Rotary embedding based transformer decoder for auto-regressive language modeling.

__init__(num_embeddings, d_model, num_layers, nhead, padding_idx=0, dim_feedforward=None, dropout=0.1, activation='relu', layer_norm_eps=1e-05, rotary_emb_dim=64, max_length=1024, force_flash_attn=False, final_layer_without_normalization=False)

Initialize the ARLM transformer model.

Parameters:

Name Type Description Default
num_embeddings int

Size of the vocabulary.

required
d_model int

Dimension of the model.

required
num_layers int

Number of transformer layers.

required
nhead int

Number of attention heads.

required
padding_idx int

Index of the padding token.

0
dim_feedforward Optional[int]

Dimension of the feedforward network.

None
dropout float

Dropout rate.

0.1
activation str

Activation function.

'relu'
layer_norm_eps float

Epsilon for layer normalization.

1e-05
rotary_emb_dim int

Dimension of rotary embeddings.

64
max_length int

Maximum sequence length.

1024
force_flash_attn bool

Whether to force flash attention.

False
final_layer_without_normalization bool

Whether to use final layer without normalization.

False

forward(x_t, attention_mask=None, positions=None, token_type_ids=None)

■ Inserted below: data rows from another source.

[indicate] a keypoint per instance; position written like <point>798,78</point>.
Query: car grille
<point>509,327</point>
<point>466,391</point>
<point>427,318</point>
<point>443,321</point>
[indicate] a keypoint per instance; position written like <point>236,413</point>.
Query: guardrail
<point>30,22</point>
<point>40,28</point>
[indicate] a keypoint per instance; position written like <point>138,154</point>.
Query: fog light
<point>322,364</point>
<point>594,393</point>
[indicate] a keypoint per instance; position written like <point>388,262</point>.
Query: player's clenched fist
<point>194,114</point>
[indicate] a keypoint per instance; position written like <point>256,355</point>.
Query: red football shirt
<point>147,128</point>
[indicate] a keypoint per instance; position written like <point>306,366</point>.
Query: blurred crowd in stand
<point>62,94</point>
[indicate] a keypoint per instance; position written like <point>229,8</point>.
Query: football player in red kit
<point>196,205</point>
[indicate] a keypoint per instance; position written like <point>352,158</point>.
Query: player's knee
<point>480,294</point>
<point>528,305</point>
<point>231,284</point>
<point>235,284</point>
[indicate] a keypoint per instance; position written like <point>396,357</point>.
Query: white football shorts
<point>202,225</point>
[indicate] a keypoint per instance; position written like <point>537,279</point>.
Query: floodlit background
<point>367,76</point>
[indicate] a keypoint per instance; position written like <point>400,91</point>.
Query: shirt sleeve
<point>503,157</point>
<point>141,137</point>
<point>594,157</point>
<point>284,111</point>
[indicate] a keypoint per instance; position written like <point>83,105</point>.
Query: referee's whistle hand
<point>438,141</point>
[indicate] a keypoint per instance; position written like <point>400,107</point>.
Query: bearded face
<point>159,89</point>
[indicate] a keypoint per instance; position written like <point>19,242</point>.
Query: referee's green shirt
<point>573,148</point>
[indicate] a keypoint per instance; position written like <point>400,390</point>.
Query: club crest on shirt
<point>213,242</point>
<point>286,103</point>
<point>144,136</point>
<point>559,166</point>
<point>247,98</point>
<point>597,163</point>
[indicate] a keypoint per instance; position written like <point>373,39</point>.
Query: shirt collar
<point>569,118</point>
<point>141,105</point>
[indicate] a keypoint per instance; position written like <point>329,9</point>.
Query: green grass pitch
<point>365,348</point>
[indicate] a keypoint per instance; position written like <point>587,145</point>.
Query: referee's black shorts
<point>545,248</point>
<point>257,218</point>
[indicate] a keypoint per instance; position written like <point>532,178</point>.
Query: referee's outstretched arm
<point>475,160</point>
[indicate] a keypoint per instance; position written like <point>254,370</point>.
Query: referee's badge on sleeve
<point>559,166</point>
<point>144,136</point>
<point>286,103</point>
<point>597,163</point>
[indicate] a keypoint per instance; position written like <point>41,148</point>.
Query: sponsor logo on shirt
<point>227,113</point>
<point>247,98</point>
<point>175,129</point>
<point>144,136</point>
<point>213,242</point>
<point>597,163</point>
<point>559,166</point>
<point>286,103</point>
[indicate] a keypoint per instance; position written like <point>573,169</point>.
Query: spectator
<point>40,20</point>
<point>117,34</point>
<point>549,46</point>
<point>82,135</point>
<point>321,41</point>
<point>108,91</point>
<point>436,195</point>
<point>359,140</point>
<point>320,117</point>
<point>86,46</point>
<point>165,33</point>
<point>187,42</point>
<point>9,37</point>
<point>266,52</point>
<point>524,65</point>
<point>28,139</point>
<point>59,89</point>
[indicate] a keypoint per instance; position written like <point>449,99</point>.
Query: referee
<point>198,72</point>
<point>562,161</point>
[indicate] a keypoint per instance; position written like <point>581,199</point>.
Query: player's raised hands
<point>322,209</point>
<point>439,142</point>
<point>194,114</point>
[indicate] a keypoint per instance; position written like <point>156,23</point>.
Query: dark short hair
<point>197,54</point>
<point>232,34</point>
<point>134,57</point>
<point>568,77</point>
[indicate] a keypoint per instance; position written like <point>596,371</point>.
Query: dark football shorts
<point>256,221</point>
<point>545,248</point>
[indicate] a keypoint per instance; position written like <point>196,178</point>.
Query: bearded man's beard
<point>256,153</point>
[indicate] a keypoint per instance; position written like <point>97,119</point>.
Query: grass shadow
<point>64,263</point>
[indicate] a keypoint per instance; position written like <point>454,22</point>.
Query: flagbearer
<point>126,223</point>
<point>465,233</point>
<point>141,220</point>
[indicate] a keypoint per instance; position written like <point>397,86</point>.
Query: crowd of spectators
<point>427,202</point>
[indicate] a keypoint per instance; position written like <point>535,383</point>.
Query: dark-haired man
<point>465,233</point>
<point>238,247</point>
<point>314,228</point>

Forward pass of the ARLM model.

Parameters:

Name Type Description Default
x_t Integer[Tensor, ' *batch seq_len']

The input tokens of shape (*batch, seq_len)

required
attention_mask Optional[Bool[Tensor, ' *batch seq_len seq_len']]

The attention mask of shape (batch, seq_len, seq_len) for full attention matrix, or (batch, seq_len) for simple mask. True for non-padding tokens.

None
positions Optional[Integer[Tensor, ' *batch seq_len']]

The positions of the tokens of shape (*batch, seq_len)

None
token_type_ids Optional[Integer[Tensor, ' *batch seq_len']]

The token type ids of shape (*batch, seq_len)

None

Returns:

Name Type Description
vocab_logits Float[Tensor, ' *batch seq_len vocab_size']

The vocabulary logits of shape (*batch, seq_len, vocab_size)

get_named_params_for_weight_decay()

Get parameters for weight decay (all parameters except biases and layer-norm parameters).

get_named_params_for_no_weight_decay()

Get parameters for no weight decay (biases and layer-norm parameters).